Analisis Muthahhari tentang Perjuangan dan Peran Politik Sayidah Fatimah
Dalam lembar-lembar sejarah Islam, tidak banyak tokoh yang meninggalkan jejak sekuat Sayidah Fatimah al-Zahra as. Ia adalah perempuan suci yang tidak hanya hidup sebagai putri Rasulullah, tetapi sebagai penjaga ruh Islam di masa ketika arus sejarah mulai menggeser nilai-nilai yang ditegakkan ayahnya.
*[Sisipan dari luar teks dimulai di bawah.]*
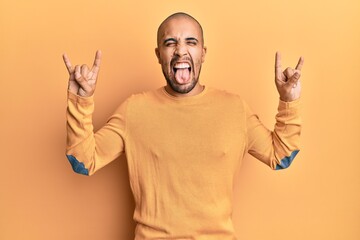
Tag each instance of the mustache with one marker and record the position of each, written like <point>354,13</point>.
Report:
<point>177,58</point>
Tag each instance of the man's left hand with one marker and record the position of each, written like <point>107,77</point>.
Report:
<point>288,81</point>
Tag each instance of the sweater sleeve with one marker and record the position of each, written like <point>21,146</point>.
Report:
<point>279,147</point>
<point>88,151</point>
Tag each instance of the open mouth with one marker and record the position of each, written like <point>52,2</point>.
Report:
<point>182,72</point>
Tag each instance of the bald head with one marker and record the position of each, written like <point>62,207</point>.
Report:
<point>178,15</point>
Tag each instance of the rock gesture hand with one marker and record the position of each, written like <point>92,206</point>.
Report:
<point>82,80</point>
<point>287,81</point>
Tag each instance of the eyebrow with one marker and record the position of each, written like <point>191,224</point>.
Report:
<point>191,39</point>
<point>170,40</point>
<point>174,40</point>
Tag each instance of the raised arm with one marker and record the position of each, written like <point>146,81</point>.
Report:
<point>87,151</point>
<point>279,147</point>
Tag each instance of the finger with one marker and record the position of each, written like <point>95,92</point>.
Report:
<point>278,70</point>
<point>67,63</point>
<point>300,64</point>
<point>295,78</point>
<point>289,72</point>
<point>97,61</point>
<point>84,70</point>
<point>81,80</point>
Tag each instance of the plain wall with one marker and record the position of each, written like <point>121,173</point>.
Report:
<point>42,198</point>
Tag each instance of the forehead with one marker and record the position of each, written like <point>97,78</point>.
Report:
<point>180,27</point>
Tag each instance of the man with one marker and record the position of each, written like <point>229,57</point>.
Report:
<point>183,142</point>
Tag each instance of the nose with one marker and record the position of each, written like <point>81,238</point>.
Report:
<point>180,50</point>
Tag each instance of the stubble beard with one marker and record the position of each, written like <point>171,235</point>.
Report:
<point>182,89</point>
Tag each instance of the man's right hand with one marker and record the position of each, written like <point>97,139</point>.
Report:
<point>82,80</point>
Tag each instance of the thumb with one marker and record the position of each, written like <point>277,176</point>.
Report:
<point>294,78</point>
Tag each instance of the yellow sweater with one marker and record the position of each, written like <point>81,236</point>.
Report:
<point>182,154</point>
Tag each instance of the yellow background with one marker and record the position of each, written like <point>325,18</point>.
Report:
<point>318,197</point>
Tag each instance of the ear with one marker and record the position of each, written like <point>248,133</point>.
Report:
<point>157,52</point>
<point>204,50</point>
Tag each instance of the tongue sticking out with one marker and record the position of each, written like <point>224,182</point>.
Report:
<point>182,75</point>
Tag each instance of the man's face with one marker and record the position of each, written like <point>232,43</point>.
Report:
<point>181,52</point>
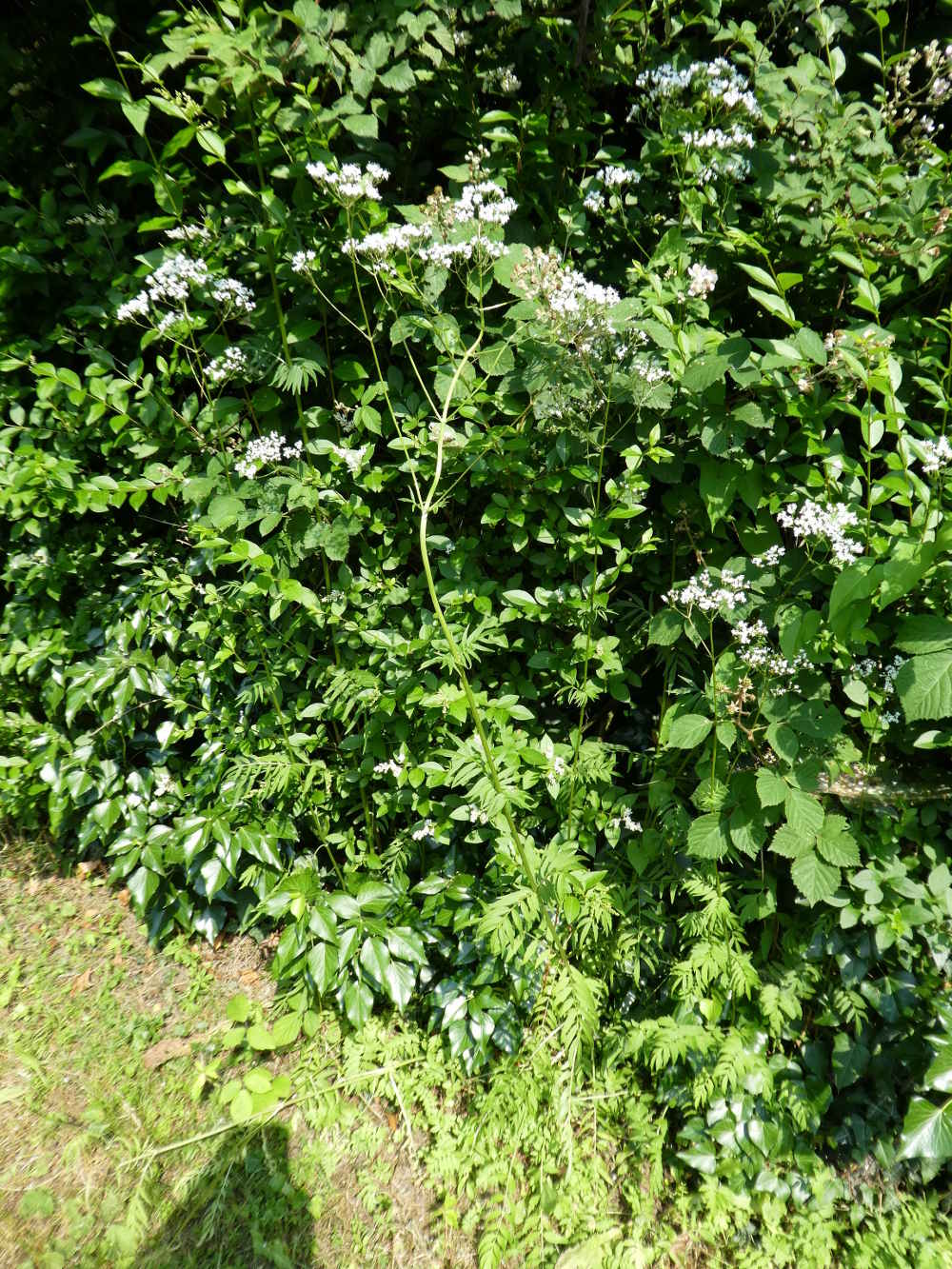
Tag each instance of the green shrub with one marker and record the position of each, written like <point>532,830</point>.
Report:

Dalam pandangan Murtadha Muthahhari—filsuf dan pemikir revolusioner Iran—hari-hari terakhir Fatimah adalah salah satu episode paling menentukan dalam sejarah Islam. Itulah masa ketika seorang perempuan berdiri tegak menantang penyimpangan politik, sementara mayoritas umat memilih diam.
Melalui karya-karyanya seperti “The Life and Character of Fatima Zahra” dan “Imamate and Leadership”, Muthahhari memandang perjuangan Fatimah bukan sekadar isu keluarga Nabi, tetapi perang moral untuk mempertahankan otentisitas Islam. Dalam kacamata beliau, Fatimah bukan tragedi, tetapi kesadaran—kesadaran yang menyelamatkan umat dari distorsi yang bisa mengubah wajah Islam untuk selamanya.
Ketika Rumah Nabi Menjadi Pusat Gejolak Sejarah
Setelah wafatnya Rasulullah saw, umat Islam memasuki masa penuh ketegangan politik. Muthahhari menegaskan bahwa perubahan itu berlangsung sangat cepat: nilai-nilai dakwah yang dibangun bertahun-tahun berubah menjadi kompetisi kekuasaan yang berbalut jargon persatuan. Dalam situasi genting inilah, Fatimah tampil bukan sebagai perempuan yang larut dalam duka ayah, melainkan sebagai sosok yang memahami sepenuhnya konsekuensi sejarah dari setiap penyimpangan yang terjadi.
Menurut Muthahhari: “Fatimahlah yang paling memahami apa yang sedang hilang. Ia berdiri bukan karena duka, tetapi karena pandangan yang jernih.”
Fatimah melihat bahwa umat sedang berjalan menuju jurang. Ia tahu bahwa diam pada saat itu berarti membuka pintu panjang bagi penindasan Ahlulbait, yang kelak berpuncak pada tragedi Karbala. Karena itulah, ia tidak memilih diam. Ia bergerak. Ia berbicara. Ia memperingatkan.